FOR IMMEDIATE RELEASE
                                                                                                         
June 1, 2011

Habitat, public access improved at Preachers Slough
New bridge gives better boat access to shoreline at Chehalis River Surge Plain Natural Area Preserve

OLYMPIA – The Washington State Department of Natural Resources (DNR) has completed work on a new bridge at Preachers Slough Road, which provides public access to the Chehalis River shoreline. However, DNR will temporarily close access to the bridge for roadwork during the week of June 6. 

The bridge project is located within the Chehalis River Surge Plain Natural Area Preserve (NAP), east of Aberdeen and Cosmopolis. The new 80-foot concrete bridge replaces a large road fill that for many years blocked natural tidal and freshwater flow in Preachers Slough. This project provides access for juvenile salmon to quality rearing habitat within the wetland and sloughs. By restoring water flow from the river to the wetland, the floodplain will once again function naturally.

The Chehalis River Surge Plain consists of an extraordinary Sitka spruce-forested wetland with winding tidal sloughs—the only wetland of this size and quality in Washington State.
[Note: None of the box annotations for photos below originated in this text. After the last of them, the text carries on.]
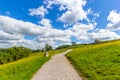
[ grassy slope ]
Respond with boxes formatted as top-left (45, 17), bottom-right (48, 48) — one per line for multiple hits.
top-left (0, 49), bottom-right (65, 80)
top-left (67, 40), bottom-right (120, 80)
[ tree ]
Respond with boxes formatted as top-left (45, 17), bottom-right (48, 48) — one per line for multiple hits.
top-left (72, 42), bottom-right (77, 46)
top-left (45, 44), bottom-right (53, 51)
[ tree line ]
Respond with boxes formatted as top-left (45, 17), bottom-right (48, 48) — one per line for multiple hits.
top-left (0, 46), bottom-right (32, 64)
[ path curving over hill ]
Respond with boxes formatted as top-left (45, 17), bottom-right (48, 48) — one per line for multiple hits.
top-left (32, 49), bottom-right (82, 80)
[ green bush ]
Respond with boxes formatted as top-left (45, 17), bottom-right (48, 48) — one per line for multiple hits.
top-left (0, 46), bottom-right (32, 64)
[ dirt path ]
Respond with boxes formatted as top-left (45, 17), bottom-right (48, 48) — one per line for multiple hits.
top-left (32, 50), bottom-right (82, 80)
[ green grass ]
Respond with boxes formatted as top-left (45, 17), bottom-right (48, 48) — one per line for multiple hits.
top-left (0, 49), bottom-right (66, 80)
top-left (66, 40), bottom-right (120, 80)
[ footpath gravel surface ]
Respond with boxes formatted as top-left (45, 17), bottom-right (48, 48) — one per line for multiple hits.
top-left (32, 50), bottom-right (82, 80)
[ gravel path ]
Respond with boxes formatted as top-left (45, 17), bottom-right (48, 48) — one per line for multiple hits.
top-left (32, 50), bottom-right (82, 80)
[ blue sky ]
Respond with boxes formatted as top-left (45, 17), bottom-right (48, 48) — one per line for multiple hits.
top-left (0, 0), bottom-right (120, 49)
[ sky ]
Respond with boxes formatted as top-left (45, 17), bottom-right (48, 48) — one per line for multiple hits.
top-left (0, 0), bottom-right (120, 49)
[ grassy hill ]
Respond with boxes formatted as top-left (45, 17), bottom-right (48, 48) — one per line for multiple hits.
top-left (66, 40), bottom-right (120, 80)
top-left (0, 49), bottom-right (65, 80)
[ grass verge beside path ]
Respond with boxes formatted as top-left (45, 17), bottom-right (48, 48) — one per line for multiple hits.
top-left (66, 40), bottom-right (120, 80)
top-left (0, 49), bottom-right (65, 80)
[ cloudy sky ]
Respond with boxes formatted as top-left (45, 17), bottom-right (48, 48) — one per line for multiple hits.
top-left (0, 0), bottom-right (120, 49)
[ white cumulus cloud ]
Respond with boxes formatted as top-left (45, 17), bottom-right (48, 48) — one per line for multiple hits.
top-left (107, 10), bottom-right (120, 30)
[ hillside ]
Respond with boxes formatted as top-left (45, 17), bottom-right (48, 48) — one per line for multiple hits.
top-left (66, 40), bottom-right (120, 80)
top-left (0, 49), bottom-right (65, 80)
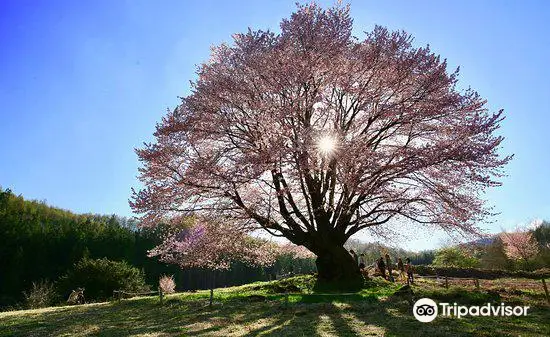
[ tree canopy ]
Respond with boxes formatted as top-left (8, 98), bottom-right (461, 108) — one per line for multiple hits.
top-left (131, 4), bottom-right (511, 279)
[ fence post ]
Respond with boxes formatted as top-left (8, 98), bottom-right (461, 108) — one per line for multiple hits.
top-left (542, 278), bottom-right (550, 304)
top-left (285, 292), bottom-right (288, 309)
top-left (159, 287), bottom-right (164, 304)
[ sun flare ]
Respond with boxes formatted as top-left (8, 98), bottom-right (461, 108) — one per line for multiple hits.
top-left (317, 136), bottom-right (336, 155)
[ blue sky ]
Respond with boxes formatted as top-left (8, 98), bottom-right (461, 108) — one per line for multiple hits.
top-left (0, 0), bottom-right (550, 249)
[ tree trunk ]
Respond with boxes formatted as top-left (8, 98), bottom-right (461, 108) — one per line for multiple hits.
top-left (315, 243), bottom-right (363, 288)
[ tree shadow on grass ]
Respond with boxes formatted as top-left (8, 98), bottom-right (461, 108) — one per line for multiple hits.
top-left (4, 288), bottom-right (550, 337)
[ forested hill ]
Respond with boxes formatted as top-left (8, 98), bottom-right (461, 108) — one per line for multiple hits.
top-left (0, 189), bottom-right (168, 306)
top-left (0, 188), bottom-right (315, 308)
Improved public boat access
Preacher’s Slough Road leads to the Chehalis River shoreline where public access is provided for bank fishing and access to the river. Adjacent to the parking area—which is also being improved—a new ‘cartop’ boat launch is being designed for canoes, kayaks, and other small boats.  A shoreline trail will lead from the parking area to bank fishing spots that have been used by area residents for many years. DNR welcomes input on the project. Please contact the project manager, Birdie Davenport, at 360-902-1434.

Conservation an important part of DNR
DNR manages more than 5.6 million acres of state-owned forest, range, commercial, agricultural, aquatic, and diverse conservation lands. Of these, the 134,000 acres of Natural Resources Conservation Areas and Natural Area Preserves are managed to protect rare and threatened species as well as high-quality examples of the native ecosystems and landscapes of Washington. Research and monitoring are important activities in natural areas, as is low-impact public access for hiking, birding and other natural observations and study. 

DNR is administered by Peter Goldmark, Washington’s 13th Commissioner of Public Lands since statehood in 1889.